We can all probably relate to the problems of working in an open plan office environment and the challenges this can create when trying to focus on completing a particular task. This less than ideal environment, coupled with the constant flow of information from email, the internet and social media, means it is not surprising that many of us try to manage our time by multi-tasking in order to keep on top of our high workloads. We try to do multiple things at the same time, shifting our attention from one task to another then back again.

As creatures of habit this rapid jumping from one task to another can quickly become ingrained as a habitual way of working. Yet multi-tasking in this way leads to increased feelings of distraction and ultimately to higher levels of anxiety and eventually burn out. On the way our motivation and performance is adversely affected.

How then can we cope with the various distractions we face and stay focused and productive?

Whilst there are a number of things in the work place that we can’t control or change directly – such as the high work expectations of the job we do, the open plan office environment, or those with whom we have to work - we can change our way of responding to these. How we think, behave and communicate as a result of the external situation we find ourselves in is under our direct control. Furthermore the poor work habits we have formed (such as being unfocused and getting distracted by email, social media, the internet, our colleagues or our dynamic work environment) can be undone and re-formed into new more effective work habits. It's not easy, but it can be done.

The first challenge we face in changing our poor work habit of being easily distracted is to become more self-aware. Self-awareness requires a degree of inner discipline: a willingness to stop and take a look at how we do what we do. When we become self-aware of our work habits, then we can do something about them. It’s a bit like shining a spotlight on ourselves in order to recognise that we have a problem.

Having recognised the problem, we then need to be willing to make an effort to change what we have been doing habitually. And this means re-training our mind to pay attention to one thing at a time.

Our intentions at the start of the day have a strong influence on what we then do. So telling yourself at the start of each day that you want to slow down, stay focused and pay attention to one thing at a time can help you to do just this. And the more you practice doing just one thing at a time, the more likely this will become a habitual way of working – and one that allows you to remain focused regardless of what is happening around you.
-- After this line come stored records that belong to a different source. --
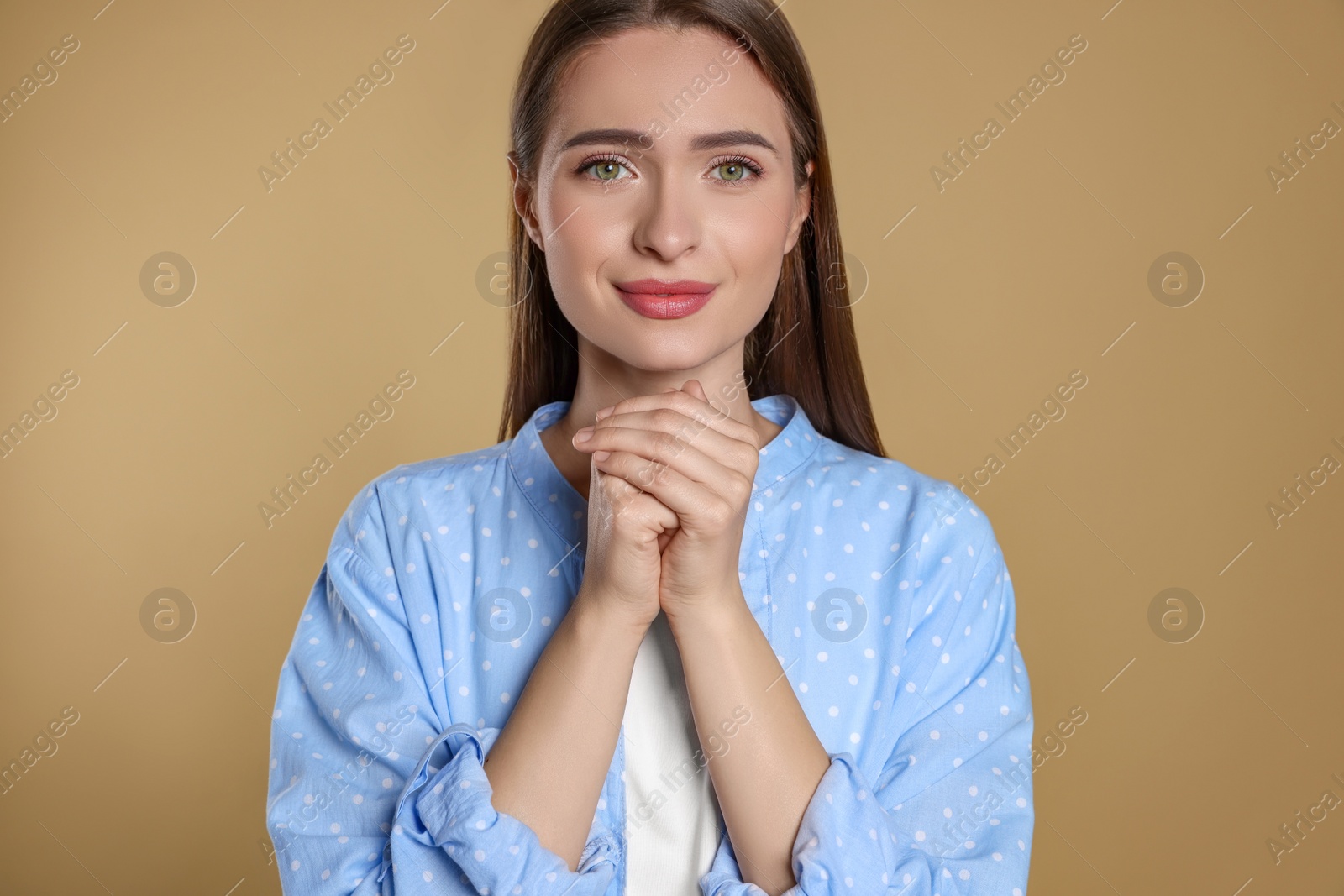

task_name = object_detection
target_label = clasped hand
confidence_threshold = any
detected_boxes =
[574,380,761,618]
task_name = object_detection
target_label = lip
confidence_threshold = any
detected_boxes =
[614,280,717,320]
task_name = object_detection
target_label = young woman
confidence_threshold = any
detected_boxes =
[267,0,1033,896]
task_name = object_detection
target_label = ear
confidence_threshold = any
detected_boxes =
[784,159,816,255]
[504,150,546,253]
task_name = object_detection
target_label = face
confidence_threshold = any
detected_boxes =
[515,29,811,371]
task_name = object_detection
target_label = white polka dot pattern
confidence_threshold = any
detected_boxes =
[267,395,1035,896]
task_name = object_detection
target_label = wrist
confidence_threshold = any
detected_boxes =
[570,585,654,643]
[663,589,758,643]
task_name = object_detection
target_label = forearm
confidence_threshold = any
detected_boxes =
[484,589,647,871]
[668,591,831,896]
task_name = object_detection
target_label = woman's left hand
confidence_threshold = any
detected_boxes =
[574,380,761,618]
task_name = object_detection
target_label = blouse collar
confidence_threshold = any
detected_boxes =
[507,392,822,552]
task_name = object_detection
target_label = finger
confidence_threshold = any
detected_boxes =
[593,451,741,527]
[574,407,761,485]
[578,422,755,495]
[596,390,761,450]
[589,464,681,532]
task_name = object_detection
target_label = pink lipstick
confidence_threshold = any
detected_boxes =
[614,280,717,320]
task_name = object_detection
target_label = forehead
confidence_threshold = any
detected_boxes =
[547,29,789,159]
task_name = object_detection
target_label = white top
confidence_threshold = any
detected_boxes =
[622,612,723,896]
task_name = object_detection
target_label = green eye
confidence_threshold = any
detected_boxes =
[589,160,625,180]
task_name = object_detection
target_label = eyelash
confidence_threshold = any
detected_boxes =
[574,155,764,184]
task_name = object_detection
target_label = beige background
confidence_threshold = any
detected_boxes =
[0,0,1344,896]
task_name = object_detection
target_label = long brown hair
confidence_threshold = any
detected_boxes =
[499,0,885,457]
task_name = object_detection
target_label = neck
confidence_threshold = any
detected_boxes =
[542,336,781,498]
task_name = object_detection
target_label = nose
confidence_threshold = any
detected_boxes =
[633,176,703,262]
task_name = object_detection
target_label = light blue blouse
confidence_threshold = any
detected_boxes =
[266,395,1035,896]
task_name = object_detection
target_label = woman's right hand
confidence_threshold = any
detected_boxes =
[580,432,680,626]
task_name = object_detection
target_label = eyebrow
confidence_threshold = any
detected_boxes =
[560,128,780,156]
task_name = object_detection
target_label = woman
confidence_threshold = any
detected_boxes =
[267,0,1033,896]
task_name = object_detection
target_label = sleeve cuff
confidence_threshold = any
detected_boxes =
[392,723,620,896]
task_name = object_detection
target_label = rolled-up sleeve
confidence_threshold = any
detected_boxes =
[701,520,1035,896]
[266,494,620,896]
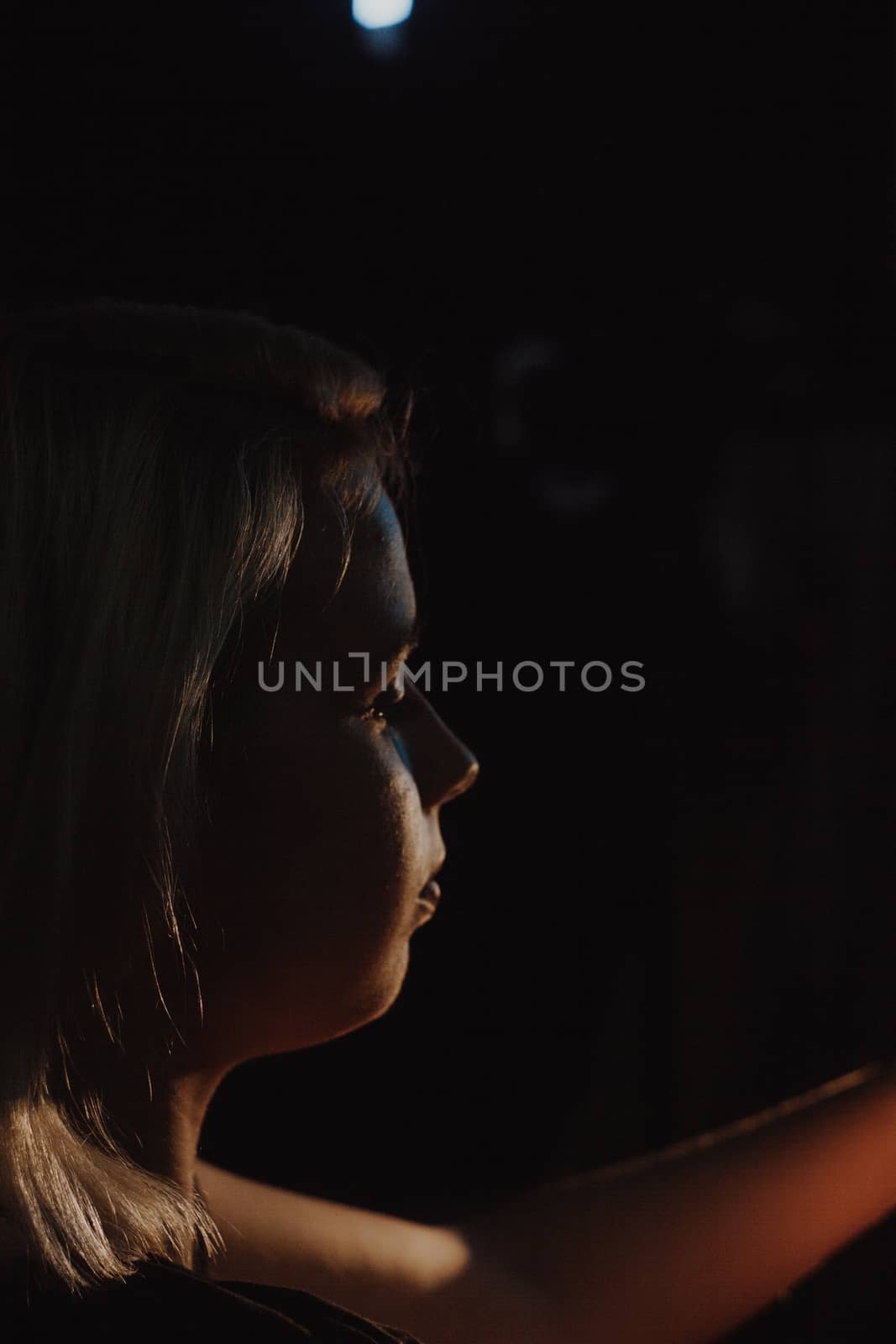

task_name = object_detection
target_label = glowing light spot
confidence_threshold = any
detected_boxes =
[352,0,414,29]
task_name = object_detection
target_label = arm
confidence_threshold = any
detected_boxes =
[197,1067,896,1344]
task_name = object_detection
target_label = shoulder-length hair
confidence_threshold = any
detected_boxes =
[0,298,410,1293]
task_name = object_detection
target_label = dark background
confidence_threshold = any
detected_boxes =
[0,0,896,1339]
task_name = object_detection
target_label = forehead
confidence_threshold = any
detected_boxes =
[275,491,417,657]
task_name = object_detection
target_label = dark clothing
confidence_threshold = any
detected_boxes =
[0,1259,418,1344]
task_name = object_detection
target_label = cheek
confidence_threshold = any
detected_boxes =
[198,724,426,961]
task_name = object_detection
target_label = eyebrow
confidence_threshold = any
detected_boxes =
[371,612,427,663]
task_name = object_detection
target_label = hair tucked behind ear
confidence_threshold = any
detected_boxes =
[0,298,406,1292]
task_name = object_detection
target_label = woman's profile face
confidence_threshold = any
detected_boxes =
[193,492,478,1057]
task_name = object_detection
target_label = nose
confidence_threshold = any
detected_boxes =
[411,687,479,808]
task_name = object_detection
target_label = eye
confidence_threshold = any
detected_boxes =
[360,685,405,723]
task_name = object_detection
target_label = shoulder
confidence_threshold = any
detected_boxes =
[0,1261,427,1344]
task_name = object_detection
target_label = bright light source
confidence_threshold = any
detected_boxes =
[352,0,414,29]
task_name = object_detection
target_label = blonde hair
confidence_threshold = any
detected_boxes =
[0,298,410,1293]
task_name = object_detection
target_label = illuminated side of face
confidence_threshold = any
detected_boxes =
[193,493,478,1058]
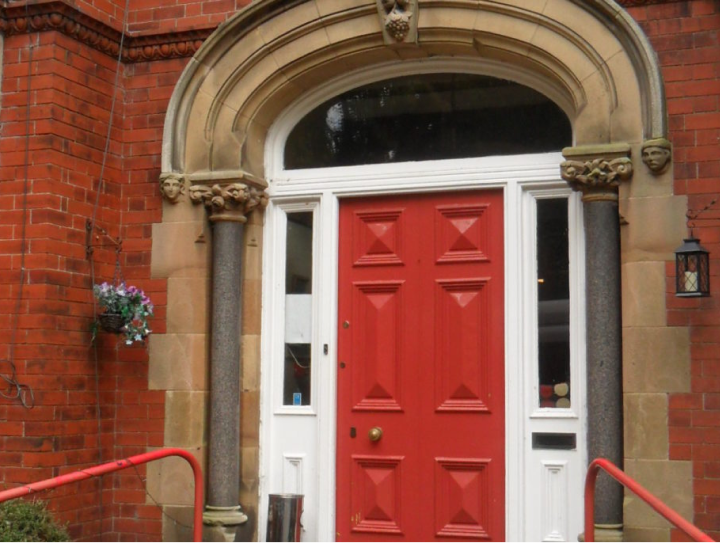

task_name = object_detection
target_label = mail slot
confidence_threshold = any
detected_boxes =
[533,432,577,451]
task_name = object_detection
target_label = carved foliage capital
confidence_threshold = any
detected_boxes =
[190,183,268,222]
[376,0,418,45]
[560,157,633,196]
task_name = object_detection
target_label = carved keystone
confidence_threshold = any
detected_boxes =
[377,0,418,45]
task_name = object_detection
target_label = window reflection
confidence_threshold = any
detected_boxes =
[283,212,313,406]
[537,198,571,407]
[285,74,572,169]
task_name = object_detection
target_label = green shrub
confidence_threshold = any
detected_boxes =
[0,500,70,543]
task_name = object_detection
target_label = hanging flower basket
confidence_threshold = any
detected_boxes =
[98,313,125,334]
[93,283,153,345]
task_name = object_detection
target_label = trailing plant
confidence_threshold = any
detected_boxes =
[93,283,153,346]
[0,500,70,543]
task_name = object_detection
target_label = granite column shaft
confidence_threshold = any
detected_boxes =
[207,221,243,507]
[560,147,633,541]
[584,200,623,525]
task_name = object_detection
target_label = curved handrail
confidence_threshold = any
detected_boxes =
[0,449,203,543]
[585,458,715,543]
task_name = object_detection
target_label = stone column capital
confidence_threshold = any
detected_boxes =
[560,143,633,202]
[190,181,268,223]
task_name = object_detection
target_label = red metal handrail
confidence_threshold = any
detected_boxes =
[585,458,715,543]
[0,449,203,543]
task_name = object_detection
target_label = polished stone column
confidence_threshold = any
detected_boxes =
[561,145,633,541]
[190,183,267,526]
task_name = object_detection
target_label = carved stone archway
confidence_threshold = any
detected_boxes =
[155,0,681,543]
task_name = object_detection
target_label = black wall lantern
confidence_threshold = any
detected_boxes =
[675,238,710,297]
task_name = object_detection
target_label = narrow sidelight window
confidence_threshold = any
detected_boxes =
[283,211,313,406]
[537,198,572,408]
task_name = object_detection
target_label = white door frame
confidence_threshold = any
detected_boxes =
[258,61,586,543]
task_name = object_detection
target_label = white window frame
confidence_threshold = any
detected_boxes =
[258,59,585,543]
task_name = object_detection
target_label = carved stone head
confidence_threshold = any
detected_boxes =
[642,138,672,174]
[160,172,185,204]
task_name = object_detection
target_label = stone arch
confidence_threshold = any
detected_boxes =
[162,0,666,181]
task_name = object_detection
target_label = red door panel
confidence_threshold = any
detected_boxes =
[336,191,505,543]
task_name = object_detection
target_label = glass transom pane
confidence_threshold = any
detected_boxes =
[285,74,572,170]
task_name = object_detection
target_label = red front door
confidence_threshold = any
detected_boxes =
[336,191,505,543]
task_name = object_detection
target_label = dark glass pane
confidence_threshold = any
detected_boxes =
[537,198,571,407]
[285,74,572,170]
[283,211,313,405]
[285,211,313,294]
[283,343,312,405]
Six other things you can work on that will help you to improve your focus and effectiveness are:

1. Get out of the habit of rushing from one meeting to another without a break. Back to back meetings are rarely 100% effective.
2. Catch yourself when you are trying to do several tasks at a time. Stop, look at the priorities and pick the most important to do - then finish that task before starting a new one.
3. Take regular short breaks to clear your mind. Go for a short walk (preferably out of the office) as a change in scenery for just ten minutes can make a big difference to you staying focused throughout the rest of the day.
4. Catch up socially with your colleague when making a cup of coffee or tea, or in your lunch break. This helps reduce the social chit chat that would otherwise happen at your desk.
5. Use routine events – such as the telephone ringing, going to the bathroom or drinking a cup of tea – as a signal to help you refocus.
6. Control your email by disabling the notifications and setting aside specific times when you will check and process this incoming information.

To train ourselves to stay focused at work requires self-discipline. You will need to take responsibility to increase your self-awareness, to develop good time management habits and so manage yourself more effectively.